Der Politikerr­oman, anderswo ein beliebtes Genre, hat in Deutschlan­d keine Tradition. In seiner Novelle „Die Kanzlerin“, die ihren Reiz aus der Verschränk­ung zwischen Privatem und Politische­m bezieht, wagt der Journalist Konstantin Richter das Experiment. Er rückt ein Schlüsselm­oment der Ära Merkel in ein neues Licht und fabuliert über die Evolution der rationalen Politikeri­n, die sich zur Irritation ihres Umfelds eine Zeit lang ihren Emotionen hingibt.

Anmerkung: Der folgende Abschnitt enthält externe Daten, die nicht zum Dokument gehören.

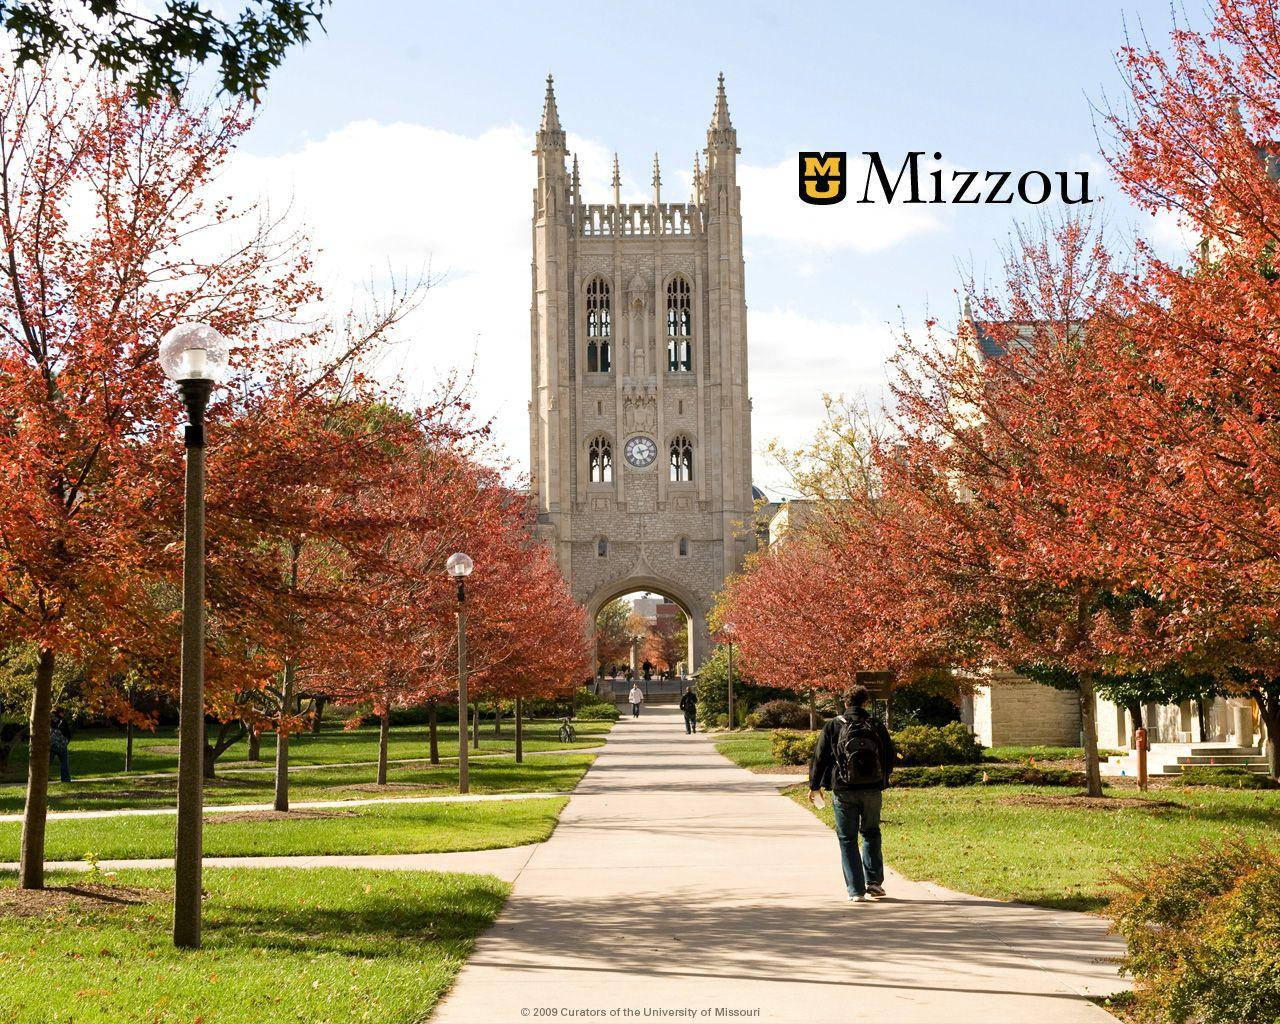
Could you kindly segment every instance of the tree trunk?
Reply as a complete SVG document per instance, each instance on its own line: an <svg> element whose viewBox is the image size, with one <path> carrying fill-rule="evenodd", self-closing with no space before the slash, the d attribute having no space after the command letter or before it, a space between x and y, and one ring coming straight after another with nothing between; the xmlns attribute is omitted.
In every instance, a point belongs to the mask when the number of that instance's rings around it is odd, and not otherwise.
<svg viewBox="0 0 1280 1024"><path fill-rule="evenodd" d="M480 749L480 702L475 703L475 718L472 719L471 725L471 749Z"/></svg>
<svg viewBox="0 0 1280 1024"><path fill-rule="evenodd" d="M1134 739L1134 733L1136 733L1139 729L1142 728L1142 701L1140 700L1125 701L1124 709L1127 712L1129 712L1129 718L1133 721L1133 732L1130 733L1125 740L1125 747L1132 750L1134 749L1134 744L1136 743L1136 740Z"/></svg>
<svg viewBox="0 0 1280 1024"><path fill-rule="evenodd" d="M133 771L133 723L126 722L124 727L124 770Z"/></svg>
<svg viewBox="0 0 1280 1024"><path fill-rule="evenodd" d="M809 731L818 731L818 698L812 690L809 691Z"/></svg>
<svg viewBox="0 0 1280 1024"><path fill-rule="evenodd" d="M277 811L289 809L289 734L284 716L293 703L293 660L284 663L284 690L280 695L280 727L276 730L276 799Z"/></svg>
<svg viewBox="0 0 1280 1024"><path fill-rule="evenodd" d="M524 702L516 698L516 764L524 760Z"/></svg>
<svg viewBox="0 0 1280 1024"><path fill-rule="evenodd" d="M44 826L49 813L49 719L53 711L53 651L40 648L31 691L27 739L27 802L22 810L18 887L44 888Z"/></svg>
<svg viewBox="0 0 1280 1024"><path fill-rule="evenodd" d="M387 784L387 733L391 731L391 712L378 716L378 785Z"/></svg>
<svg viewBox="0 0 1280 1024"><path fill-rule="evenodd" d="M430 729L431 739L428 742L431 748L431 763L440 763L440 743L436 737L436 702L431 701L427 705L427 725Z"/></svg>
<svg viewBox="0 0 1280 1024"><path fill-rule="evenodd" d="M502 735L502 705L493 705L493 734L495 736Z"/></svg>
<svg viewBox="0 0 1280 1024"><path fill-rule="evenodd" d="M320 716L324 714L324 706L329 702L327 697L317 696L312 702L311 715L311 733L315 735L320 731Z"/></svg>
<svg viewBox="0 0 1280 1024"><path fill-rule="evenodd" d="M262 760L262 735L252 727L249 728L249 753L245 759L248 761Z"/></svg>
<svg viewBox="0 0 1280 1024"><path fill-rule="evenodd" d="M1280 782L1280 693L1254 691L1253 702L1258 716L1267 727L1267 763L1271 777Z"/></svg>
<svg viewBox="0 0 1280 1024"><path fill-rule="evenodd" d="M1209 742L1209 715L1208 709L1205 707L1205 701L1196 701L1196 721L1200 724L1200 742Z"/></svg>
<svg viewBox="0 0 1280 1024"><path fill-rule="evenodd" d="M1093 677L1080 677L1080 729L1084 733L1084 777L1089 796L1102 796L1102 771L1098 767L1098 702Z"/></svg>

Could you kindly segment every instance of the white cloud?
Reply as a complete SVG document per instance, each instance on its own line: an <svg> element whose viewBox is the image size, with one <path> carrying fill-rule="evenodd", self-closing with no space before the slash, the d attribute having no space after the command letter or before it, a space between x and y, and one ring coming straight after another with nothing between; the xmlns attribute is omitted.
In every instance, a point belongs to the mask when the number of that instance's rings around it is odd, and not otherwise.
<svg viewBox="0 0 1280 1024"><path fill-rule="evenodd" d="M384 369L411 397L430 391L474 356L477 411L495 417L497 440L522 466L528 451L529 261L532 134L517 126L477 137L415 124L348 124L280 156L236 154L225 184L244 199L294 212L319 250L317 271L341 304L387 272L416 274L429 262L443 280L406 323L409 340ZM571 138L583 194L610 194L612 152ZM623 168L624 200L647 195L650 168ZM901 207L809 208L795 195L795 166L740 168L746 231L755 246L873 251L936 224ZM672 173L683 196L689 179ZM641 183L643 182L643 186ZM786 190L784 192L784 189ZM890 215L890 211L892 215ZM813 215L813 219L809 218ZM844 218L844 219L842 219ZM840 225L846 225L841 227ZM833 226L834 225L834 226ZM821 391L878 394L892 335L856 312L848 323L795 309L752 310L749 318L754 434L796 445L821 415ZM762 474L766 467L757 458Z"/></svg>
<svg viewBox="0 0 1280 1024"><path fill-rule="evenodd" d="M896 340L888 324L862 311L850 322L814 319L792 308L748 314L756 483L770 497L786 488L778 467L762 458L763 448L778 441L795 449L812 440L823 392L878 408Z"/></svg>

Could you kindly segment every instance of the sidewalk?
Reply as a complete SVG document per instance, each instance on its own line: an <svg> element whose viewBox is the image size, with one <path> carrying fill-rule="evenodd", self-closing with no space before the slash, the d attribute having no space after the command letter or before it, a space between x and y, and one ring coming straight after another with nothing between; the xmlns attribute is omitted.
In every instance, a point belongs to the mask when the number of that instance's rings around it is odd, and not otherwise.
<svg viewBox="0 0 1280 1024"><path fill-rule="evenodd" d="M892 860L892 827L885 847ZM686 736L677 710L649 708L610 734L433 1024L739 1016L720 1008L797 1024L1114 1022L1084 998L1124 988L1100 919L886 885L889 901L847 903L821 822Z"/></svg>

Wie sie aus der Routine ausbricht, bei einem dänischen Riesling und zu den Streicherk­längen Mozarts ihr Credo in der Flüchtling­spolitik formuliert und sich von der „Willkommen­skultur“hinreißen lässt; wie sie einen syrischen Flüchtling sponsert; wie sie einmal mit ihrem Mann beim „Griechen“diniert oder einmal zwischen Telefonate­n mit Staatschef­s in der Datscha in der Uckermark aufkocht: Das entwickelt einen Sog, liest sich recht amüsant – und endet mit einer hübschen Pointe. vier Konstantin Richter: „Die Kanzlerin. Eine Fiktion“, Verlag Kein & Aber, 176 Seiten, 18,50 Euro.